Altri continuano ad attaccare l’imprenditore dell’azienda Foggia Più Verde, Ugo Fragassi, che puntualmente risponde ad ogni critica dei citizen journalists, i quali non perdono occasione per fotografare le magnolie e il sole cocente. Archiviate le risate sulle panchine modello autobus, questa volta la polemica è sulla scarsa ombra che le piante prescelte per le aiuole dall’amministrazione garantirebbero ad una città assolata ed afosa come Foggia.

Dalla determinazione dirigenziale del dottor Carlo Dicesare si evince che il Comune ha scelto la fornitura e la messa a dimora di alcune specie arboree affinché l’area risulti curata e decorosa. Per Via Lanza sono state individuate per le buche di impianto presenti da Via Lanza a Piazza Giordano 6 Lagerstroemia Indica, con circonferenza tronco cm. 24-30 e 6 Magnolia Grandiflora dell’altezza di 4 metri circa. Per tutti e 12 gli alberi è stata prevista anche la prima innaffiatura.
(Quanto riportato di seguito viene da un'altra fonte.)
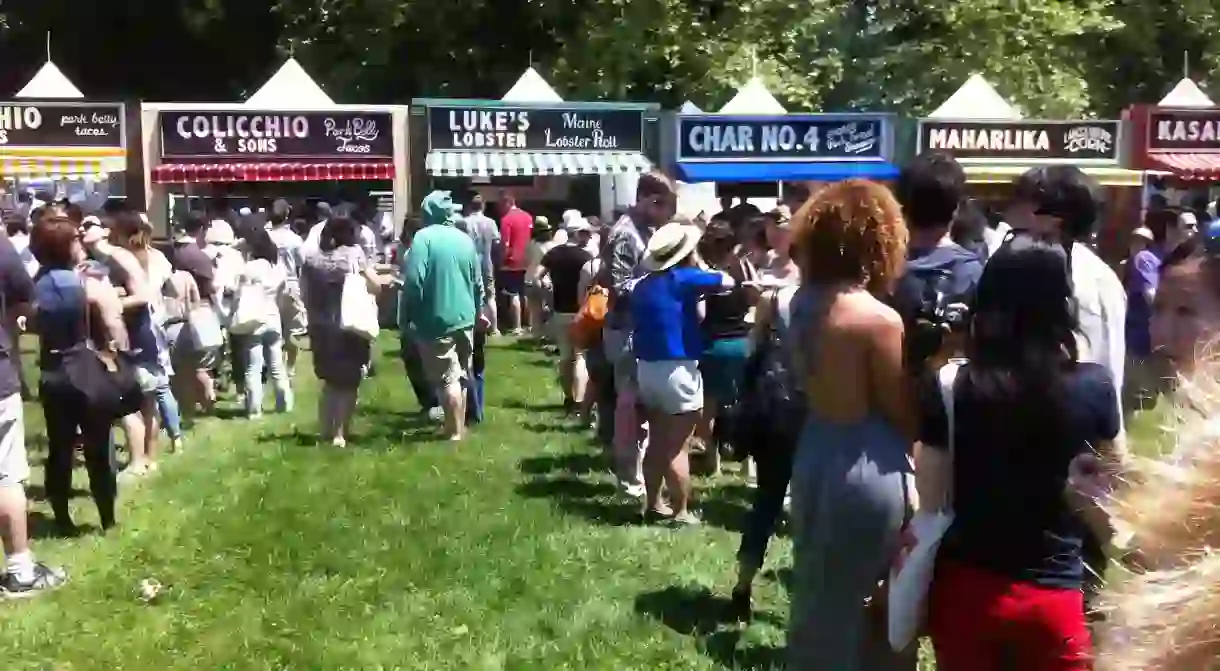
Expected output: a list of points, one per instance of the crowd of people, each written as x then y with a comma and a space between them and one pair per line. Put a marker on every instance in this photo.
870, 353
866, 349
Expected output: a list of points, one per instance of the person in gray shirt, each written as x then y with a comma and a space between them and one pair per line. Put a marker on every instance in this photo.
487, 242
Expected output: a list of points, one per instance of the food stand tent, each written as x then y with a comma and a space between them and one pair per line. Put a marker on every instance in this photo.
1179, 137
288, 131
531, 88
979, 100
1186, 94
753, 99
71, 138
290, 87
994, 144
50, 84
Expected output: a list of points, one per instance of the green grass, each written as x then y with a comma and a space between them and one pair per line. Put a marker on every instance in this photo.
510, 550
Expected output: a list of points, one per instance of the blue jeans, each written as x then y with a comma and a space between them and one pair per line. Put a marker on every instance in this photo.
475, 383
415, 372
167, 408
266, 349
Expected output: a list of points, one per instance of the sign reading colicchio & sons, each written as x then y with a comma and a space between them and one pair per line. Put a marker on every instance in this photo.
71, 125
1024, 140
1191, 131
276, 134
783, 138
475, 128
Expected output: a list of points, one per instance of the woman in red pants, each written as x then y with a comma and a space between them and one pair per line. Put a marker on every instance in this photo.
1007, 593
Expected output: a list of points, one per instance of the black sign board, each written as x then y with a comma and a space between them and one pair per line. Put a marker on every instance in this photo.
276, 134
473, 128
1193, 131
1025, 140
783, 138
76, 125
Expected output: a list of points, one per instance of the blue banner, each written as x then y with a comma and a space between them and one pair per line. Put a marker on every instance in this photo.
783, 138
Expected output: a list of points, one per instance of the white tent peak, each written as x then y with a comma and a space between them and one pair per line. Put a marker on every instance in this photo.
1186, 94
290, 87
531, 88
50, 83
753, 99
976, 99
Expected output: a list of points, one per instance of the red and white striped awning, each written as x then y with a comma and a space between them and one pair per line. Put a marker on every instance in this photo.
182, 173
1190, 166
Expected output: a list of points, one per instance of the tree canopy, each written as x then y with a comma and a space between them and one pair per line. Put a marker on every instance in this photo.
1054, 59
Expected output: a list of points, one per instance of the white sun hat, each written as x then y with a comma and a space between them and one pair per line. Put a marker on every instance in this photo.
669, 245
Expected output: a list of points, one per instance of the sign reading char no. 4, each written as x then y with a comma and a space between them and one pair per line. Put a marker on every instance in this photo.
534, 129
1066, 140
187, 134
45, 125
781, 138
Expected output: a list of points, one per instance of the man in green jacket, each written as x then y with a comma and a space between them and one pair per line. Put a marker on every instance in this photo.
441, 303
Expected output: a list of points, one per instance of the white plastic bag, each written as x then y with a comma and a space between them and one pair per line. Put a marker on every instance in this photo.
205, 327
250, 312
358, 309
909, 586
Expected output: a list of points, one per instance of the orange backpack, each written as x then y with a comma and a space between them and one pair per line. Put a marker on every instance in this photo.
586, 328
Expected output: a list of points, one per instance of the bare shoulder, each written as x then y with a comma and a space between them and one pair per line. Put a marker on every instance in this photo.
871, 315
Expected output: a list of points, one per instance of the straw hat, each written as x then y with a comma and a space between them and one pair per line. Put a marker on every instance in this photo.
669, 245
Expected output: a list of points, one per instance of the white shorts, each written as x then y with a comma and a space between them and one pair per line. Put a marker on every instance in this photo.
672, 387
14, 465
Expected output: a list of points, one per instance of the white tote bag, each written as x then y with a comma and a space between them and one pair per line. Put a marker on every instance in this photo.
205, 327
251, 310
358, 309
909, 586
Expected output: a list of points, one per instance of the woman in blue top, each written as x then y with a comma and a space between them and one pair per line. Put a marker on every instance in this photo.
667, 342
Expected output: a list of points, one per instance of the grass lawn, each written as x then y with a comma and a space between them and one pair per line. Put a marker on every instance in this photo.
508, 552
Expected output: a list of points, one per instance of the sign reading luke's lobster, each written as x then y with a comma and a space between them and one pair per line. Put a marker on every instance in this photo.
276, 134
476, 128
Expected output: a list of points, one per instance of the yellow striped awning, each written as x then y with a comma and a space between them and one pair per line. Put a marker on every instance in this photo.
60, 166
1008, 172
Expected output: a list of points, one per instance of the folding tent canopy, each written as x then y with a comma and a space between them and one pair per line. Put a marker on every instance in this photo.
994, 144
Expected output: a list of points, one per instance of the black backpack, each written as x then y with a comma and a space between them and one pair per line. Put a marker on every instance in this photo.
930, 309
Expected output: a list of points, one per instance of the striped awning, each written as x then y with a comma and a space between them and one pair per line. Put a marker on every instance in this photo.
60, 167
1188, 166
182, 173
523, 164
1105, 176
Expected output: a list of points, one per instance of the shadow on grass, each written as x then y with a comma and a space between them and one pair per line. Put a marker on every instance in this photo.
42, 526
595, 502
697, 613
575, 464
724, 505
514, 404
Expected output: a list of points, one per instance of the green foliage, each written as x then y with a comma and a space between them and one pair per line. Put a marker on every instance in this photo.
1051, 57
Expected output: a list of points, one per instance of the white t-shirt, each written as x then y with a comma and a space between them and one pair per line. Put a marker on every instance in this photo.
367, 240
270, 278
1103, 312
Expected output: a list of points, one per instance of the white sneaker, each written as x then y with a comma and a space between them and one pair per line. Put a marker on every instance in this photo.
633, 491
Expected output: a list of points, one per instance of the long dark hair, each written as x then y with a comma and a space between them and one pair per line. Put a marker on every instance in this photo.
1022, 342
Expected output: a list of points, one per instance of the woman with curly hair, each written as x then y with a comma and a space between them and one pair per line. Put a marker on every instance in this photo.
852, 461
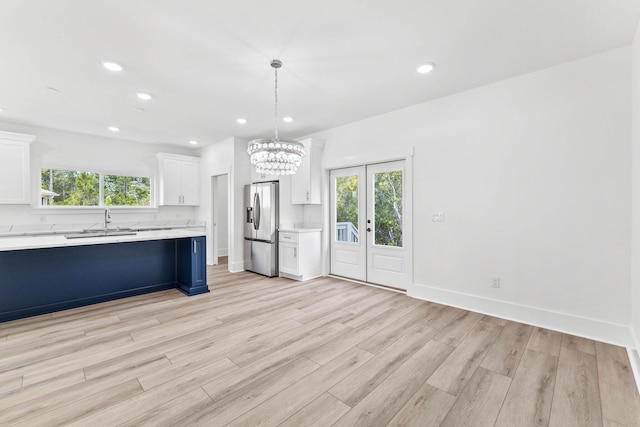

Sono 8 le Lagerstroemia per le buche di impianto fronte Piazza Giordano e pure 8 sono le Cinnamomum Canphora con una circonferenza tronco 25-30 centimetri previste per la piazza. 42 cespugli da vaso, 6 alberi di Canphora , 160 bulbose ed erbacee perenni da fiore e 120 metri quadrati di tappeto erboso di Dichondra è invece la fornitura di verde che il Comune ha prescelto per le due aiuole del Palazzo Agenzia delle Dogane. Il tutto per un totale di 42.273 euro.
Ma i cittadini continuano a chiedersi se saranno adeguati alla calura. Faranno un po’ di ombra? La passeggiata dell’isola pedonale sarà paragonabile a quella del Viale della Stazione e di Corso Giannone, che nonostante il degrado e la percezione di scarsa sicurezza, restano gradevolissime e refrigeranti?
Da Foggia Più Verde sono ottimisti, anche se ci tengono a precisare di non aver avuto autonomia decisionale: non è stata l’azienda a scegliere quel tipo di piante. “Si tratta di piante di un’età tra 9 e 13 anni, di altezza tra 3 e 5 metri, che tra non molto produrranno delle stupende fioriture, dal rosso al rosa”, spiega Fragassi.
Le magnolie, che potranno anche essere potate diversamente per evitare l’attuale effetto albero di Natale, e l’altro albero fiorito hanno alcuni vantaggi cruciali per un’opera come Via Lanza. Anzitutto sono piante a crescita lenta e con radici superficiali, che non causano il sollevamento della pavimentazione, cosa che avverrebbe con alberi ad alto fusto e sicuramente più performanti in termini di ombra. Sarebbe davvero sconfortante avere tra tre anni il manto del pavimento rialzato e spaccato dalle radici, dopo aver speso quasi 1 milione di euro.
Inoltre dalla ditta si chiedono perché mai Via Lanza dovrebbe diventare un’area boscosa. “È forse alberata Piazza del Popolo o Via della Conciliazione o altre zone pedonali pugliesi assolate e dalla pietra bianca?”.